Qualora difettino indicazioni economiche effettive, possono, conformemente alla

giurisprudenza, essere ritenuti i dati forniti dalle statistiche salariali. La

questione di sapere se e in quale misura al caso i salari fondati su dati

statistici debbano essere ridotti dipende dall'insieme delle circostanze

personali e professionali del caso concreto (limitazione addebitabile al danno

alla salute, età, anni di servizio, nazionalità e tipo di permesso di dimora,

grado di occupazione), criteri questi che l'amministrazione è tenuta a valutare

globalmente. La Corte ha precisato, al riguardo, come una deduzione massima del

25% del salario statistico permettesse di tener conto delle varie particolarità

suscettibili di influire sul reddito del lavoro.
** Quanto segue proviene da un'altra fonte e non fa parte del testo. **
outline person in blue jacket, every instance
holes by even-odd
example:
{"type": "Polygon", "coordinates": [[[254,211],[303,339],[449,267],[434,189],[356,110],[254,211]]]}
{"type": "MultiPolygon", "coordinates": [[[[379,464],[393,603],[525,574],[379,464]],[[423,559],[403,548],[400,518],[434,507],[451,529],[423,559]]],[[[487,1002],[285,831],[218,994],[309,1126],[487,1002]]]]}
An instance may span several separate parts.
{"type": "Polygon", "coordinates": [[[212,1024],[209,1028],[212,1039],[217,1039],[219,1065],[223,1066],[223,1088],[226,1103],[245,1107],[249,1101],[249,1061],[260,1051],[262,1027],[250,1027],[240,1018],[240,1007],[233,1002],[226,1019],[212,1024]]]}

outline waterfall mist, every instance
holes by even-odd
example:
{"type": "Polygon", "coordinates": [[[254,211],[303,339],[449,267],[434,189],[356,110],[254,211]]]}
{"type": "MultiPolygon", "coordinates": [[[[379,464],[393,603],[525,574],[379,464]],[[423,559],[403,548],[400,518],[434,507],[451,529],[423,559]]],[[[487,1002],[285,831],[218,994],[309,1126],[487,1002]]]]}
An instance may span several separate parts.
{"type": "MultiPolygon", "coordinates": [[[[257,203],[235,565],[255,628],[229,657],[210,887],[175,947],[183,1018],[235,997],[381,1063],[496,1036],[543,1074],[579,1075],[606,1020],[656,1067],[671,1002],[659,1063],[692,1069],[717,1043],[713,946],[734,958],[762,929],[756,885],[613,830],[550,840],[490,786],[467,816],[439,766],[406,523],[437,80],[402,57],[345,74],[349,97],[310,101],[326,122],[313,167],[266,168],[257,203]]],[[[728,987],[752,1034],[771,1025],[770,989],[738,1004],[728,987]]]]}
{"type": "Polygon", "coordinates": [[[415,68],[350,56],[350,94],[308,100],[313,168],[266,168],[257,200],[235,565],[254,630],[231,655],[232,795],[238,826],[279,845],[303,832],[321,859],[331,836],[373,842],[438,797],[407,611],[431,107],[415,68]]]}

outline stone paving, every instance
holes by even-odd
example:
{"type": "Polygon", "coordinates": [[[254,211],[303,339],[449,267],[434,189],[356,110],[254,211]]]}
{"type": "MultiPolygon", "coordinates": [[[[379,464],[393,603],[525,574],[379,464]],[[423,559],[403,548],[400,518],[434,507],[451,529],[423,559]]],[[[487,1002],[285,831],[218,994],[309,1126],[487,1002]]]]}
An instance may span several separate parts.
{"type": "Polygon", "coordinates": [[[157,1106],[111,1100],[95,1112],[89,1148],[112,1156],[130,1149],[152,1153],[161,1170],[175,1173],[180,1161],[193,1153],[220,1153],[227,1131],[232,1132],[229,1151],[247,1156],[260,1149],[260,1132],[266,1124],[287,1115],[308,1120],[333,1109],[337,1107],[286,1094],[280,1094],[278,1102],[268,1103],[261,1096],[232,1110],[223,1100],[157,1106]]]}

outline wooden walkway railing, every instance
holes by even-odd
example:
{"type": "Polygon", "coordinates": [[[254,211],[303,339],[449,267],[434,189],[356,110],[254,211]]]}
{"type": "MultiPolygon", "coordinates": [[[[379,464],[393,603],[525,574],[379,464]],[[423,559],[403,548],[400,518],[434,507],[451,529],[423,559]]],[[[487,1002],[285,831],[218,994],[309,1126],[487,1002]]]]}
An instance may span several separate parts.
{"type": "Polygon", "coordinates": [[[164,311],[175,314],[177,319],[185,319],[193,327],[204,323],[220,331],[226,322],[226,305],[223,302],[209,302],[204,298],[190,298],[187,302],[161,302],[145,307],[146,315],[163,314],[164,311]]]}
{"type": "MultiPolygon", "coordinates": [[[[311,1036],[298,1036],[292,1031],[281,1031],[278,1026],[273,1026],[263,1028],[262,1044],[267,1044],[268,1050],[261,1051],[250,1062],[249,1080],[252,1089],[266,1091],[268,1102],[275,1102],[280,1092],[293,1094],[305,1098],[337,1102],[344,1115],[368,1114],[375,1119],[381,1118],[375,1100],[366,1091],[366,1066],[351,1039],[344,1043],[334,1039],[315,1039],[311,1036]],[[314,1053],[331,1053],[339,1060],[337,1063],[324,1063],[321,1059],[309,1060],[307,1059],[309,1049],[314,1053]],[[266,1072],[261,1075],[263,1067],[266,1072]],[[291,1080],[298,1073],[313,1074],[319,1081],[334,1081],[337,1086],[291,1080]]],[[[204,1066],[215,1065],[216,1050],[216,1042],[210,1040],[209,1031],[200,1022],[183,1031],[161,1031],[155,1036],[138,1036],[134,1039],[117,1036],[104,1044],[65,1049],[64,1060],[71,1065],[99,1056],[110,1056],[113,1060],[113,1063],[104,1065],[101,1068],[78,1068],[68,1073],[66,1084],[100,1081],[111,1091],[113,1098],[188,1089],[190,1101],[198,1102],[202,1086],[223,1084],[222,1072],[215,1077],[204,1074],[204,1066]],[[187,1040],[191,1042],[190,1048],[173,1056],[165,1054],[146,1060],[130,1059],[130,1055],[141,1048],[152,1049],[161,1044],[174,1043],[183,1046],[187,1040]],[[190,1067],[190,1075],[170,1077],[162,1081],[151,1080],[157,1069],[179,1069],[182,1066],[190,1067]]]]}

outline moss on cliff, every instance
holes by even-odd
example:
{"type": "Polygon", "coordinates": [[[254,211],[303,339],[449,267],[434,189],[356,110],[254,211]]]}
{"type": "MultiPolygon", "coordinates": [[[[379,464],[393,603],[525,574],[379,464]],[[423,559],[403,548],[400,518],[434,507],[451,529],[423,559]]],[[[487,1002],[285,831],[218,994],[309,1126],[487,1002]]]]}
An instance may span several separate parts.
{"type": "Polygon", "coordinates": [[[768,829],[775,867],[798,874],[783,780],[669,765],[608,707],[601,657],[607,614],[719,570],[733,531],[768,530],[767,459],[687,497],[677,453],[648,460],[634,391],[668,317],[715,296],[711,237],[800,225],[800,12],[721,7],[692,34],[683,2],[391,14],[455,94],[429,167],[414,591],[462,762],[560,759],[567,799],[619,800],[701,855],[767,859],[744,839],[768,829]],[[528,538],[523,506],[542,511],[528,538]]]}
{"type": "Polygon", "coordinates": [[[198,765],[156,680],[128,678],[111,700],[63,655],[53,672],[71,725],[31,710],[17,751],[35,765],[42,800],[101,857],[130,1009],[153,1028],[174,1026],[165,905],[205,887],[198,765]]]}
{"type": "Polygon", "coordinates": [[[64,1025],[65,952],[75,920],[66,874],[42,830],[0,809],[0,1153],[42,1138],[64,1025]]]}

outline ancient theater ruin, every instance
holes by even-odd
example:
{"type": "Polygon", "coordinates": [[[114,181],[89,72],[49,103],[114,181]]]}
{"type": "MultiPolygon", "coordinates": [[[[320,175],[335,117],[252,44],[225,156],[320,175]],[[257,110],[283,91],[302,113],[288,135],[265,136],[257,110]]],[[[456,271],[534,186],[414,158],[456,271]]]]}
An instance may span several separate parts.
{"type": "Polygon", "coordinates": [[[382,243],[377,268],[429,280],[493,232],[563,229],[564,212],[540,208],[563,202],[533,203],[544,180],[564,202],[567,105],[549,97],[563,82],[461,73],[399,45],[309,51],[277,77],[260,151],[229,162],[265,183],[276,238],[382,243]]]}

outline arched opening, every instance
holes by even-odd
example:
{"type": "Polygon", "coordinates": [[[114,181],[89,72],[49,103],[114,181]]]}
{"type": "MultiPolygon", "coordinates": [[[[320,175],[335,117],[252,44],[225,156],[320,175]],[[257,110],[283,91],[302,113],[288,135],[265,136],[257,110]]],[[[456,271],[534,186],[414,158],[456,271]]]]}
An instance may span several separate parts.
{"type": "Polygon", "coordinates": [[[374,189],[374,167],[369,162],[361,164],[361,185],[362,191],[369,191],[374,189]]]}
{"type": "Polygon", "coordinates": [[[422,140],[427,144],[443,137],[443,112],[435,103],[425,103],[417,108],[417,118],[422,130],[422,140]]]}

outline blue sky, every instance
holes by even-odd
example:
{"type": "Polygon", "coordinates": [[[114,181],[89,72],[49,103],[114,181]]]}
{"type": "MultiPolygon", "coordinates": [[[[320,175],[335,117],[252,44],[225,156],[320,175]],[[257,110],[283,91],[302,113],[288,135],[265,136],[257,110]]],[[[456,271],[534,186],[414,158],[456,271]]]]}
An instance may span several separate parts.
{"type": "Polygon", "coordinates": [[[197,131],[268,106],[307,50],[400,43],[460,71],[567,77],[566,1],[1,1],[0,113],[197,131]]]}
Il Tribunale federale delle

assicurazioni ha poi ancora rilevato, nella medesima sentenza, che, chiamato a

pronunciarsi sulla deduzione globale, la quale procede da una stima che

l'amministrazione deve succintamente motivare, il giudice non può senza valido

motivo sostituire il suo apprezzamento a quello degli organi

dell'assicurazione.

d) Ora, la prassi della Corte cantonale ticinese, secondo cui il presunto reddito d'invalido realizzabile, su un

mercato del lavoro equilibrato, da un lavoratore poco o non qualificato in

attività confacenti allo stato di salute è valutato senza particolare

riferimento alle specifiche del caso concreto, ma secondo criteri uniformi, non

soddisfa manifestamente le esigenze poste dalla nuova giurisprudenza precitata

(nello stesso senso: sentenze 19 aprile 2001 in re P., I 226/00, 31 gennaio

2001.

in re R., I 10/00 e 30 giugno 2000 in re B, I 411/98). Il giudizio

querelato non può quindi essere tutelato.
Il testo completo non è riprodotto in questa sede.